Summary: Bridging faultlines in diverse teams – Gratton, Voigt & Erickson
All companies employ large and diverse teams to attack some of their most challenging tasks: tasks
across boundaries, functions and geographies that no single department can accomplish. Those teams
are formed precisely: they have to bring a range of experiences and attitudes that will ensure an
innovative end-product. This create challenges.
There are two roots of failures:
1. Failure of collaboration, in which team members did not develop trust and goodwill among
themselves.
2. Failure of knowledge sharing, in which team members withheld their individual knowledge from
other team members or from other teams.
Close examination of team demographics revealed that mostly the failures in collaboration are the
result from faultlines: subgroups that emerge naturally within teams, typically along various
demographic lines. These faultlines split the team into subgroups, and those subgroups rarely
collaborated with each other. They only shard knowledge within their own group. However, faultlines
are not always a problem: when the leader is able to reduce the problems associated with diverse teams
and to enhance the performance. Faultlines are often stronger when they are based upon the
combination of multiple dimensions.
Those faultlines leads to in-groups (people like us) and out-groups (those across the boundary of the
faultline, people not like us).
Those subgroups share information together, but the combination of knowledge across subgroups is
essential.
When complex teams develop over time, a deeper layer of faultlines becomes visible: not based on
surface-level attributes, but on subtler, deep-level attributes, such as personal values, dispositions and
attitudes. Then a fautline emerges between the members with cooperative values and a subgroup of
people with more competitive values.
The most important factor in determining whether destructive faultlines emerged, was the style of the
leader. There are 4 paths for the leader to follow:
1. Task orientation: the leader uses a strong and consistent task-oriented leadership style during
the entire project. The leader creates a detailed project plan, tight schedules and emphasize
high, but realistic performance goals. The leaders are accessible all time, and see their role as
providing the team with technical and specialist assistance critical to the task.
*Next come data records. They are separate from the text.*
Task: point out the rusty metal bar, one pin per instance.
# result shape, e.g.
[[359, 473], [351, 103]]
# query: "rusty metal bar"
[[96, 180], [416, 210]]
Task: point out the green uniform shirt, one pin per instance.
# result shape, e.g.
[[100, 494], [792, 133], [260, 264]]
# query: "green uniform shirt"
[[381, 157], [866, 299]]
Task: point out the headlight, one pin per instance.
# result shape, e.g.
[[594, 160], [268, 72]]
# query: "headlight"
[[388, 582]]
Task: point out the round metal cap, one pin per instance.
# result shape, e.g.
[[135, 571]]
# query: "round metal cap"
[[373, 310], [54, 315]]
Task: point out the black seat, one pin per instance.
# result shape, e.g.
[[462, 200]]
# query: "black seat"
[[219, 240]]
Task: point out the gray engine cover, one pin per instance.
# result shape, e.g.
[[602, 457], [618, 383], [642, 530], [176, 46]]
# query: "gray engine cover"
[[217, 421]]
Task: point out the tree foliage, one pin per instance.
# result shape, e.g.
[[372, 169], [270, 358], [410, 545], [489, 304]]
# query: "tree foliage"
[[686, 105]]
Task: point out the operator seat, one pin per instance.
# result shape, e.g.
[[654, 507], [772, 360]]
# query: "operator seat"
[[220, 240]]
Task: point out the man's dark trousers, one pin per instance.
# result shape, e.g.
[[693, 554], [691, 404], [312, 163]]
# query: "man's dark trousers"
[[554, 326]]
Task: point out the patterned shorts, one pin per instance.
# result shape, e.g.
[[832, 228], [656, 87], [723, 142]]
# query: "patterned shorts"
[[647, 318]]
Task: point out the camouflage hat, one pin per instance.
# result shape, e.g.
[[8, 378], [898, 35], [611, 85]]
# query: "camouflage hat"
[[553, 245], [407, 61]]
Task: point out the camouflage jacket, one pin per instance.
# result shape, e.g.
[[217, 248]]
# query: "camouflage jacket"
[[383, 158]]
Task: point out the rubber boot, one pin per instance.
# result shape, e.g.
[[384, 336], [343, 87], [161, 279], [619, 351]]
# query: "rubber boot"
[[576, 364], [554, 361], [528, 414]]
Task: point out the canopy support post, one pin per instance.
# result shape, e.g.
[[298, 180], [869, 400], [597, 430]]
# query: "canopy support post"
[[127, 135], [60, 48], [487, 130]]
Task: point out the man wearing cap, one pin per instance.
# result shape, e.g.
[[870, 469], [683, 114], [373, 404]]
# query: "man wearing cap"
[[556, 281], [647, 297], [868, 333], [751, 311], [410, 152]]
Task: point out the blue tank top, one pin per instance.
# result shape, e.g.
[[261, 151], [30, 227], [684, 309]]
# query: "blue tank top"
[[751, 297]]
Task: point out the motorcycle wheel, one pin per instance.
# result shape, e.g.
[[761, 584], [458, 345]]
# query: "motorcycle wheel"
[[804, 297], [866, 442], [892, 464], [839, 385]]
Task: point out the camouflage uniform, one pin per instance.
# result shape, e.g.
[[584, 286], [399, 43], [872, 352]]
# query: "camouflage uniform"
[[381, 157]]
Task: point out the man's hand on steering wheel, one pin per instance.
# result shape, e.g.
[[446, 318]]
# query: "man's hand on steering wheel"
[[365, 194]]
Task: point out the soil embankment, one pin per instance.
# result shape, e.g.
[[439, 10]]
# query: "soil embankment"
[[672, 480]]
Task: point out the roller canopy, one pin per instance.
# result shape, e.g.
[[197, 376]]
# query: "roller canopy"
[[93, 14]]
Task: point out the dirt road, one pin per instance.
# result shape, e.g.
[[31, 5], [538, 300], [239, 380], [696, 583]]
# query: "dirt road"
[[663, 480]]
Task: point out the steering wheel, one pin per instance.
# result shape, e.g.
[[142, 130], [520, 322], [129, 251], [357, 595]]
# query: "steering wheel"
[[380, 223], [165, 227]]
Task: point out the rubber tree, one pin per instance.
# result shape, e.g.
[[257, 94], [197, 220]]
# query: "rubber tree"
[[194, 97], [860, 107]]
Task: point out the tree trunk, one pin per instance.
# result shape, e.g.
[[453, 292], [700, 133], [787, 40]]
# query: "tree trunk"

2. Relationship orientation: this leader places emphasis team’s culture, and on the extent and
depth of relationships among members. Leaders use kindness, respect, encourage a climate of
trust and cooperation, and provide recognition and appreciation for accomplishments.
3. Task orientation, switching to relationship orientation: the leader begins by task-oriented
style, through setting targets and scheduling work. When the project progresses, the leader
encourages team members to collaborate and to increase trust and goodwill within the team.
4. Relationship orientation, switching to task orientation: the leader begins by creating a feeling
of trust within the team, through socializing and meetings. Afterwards, he moves to a more
task-oriented approach by setting clear goals and standards.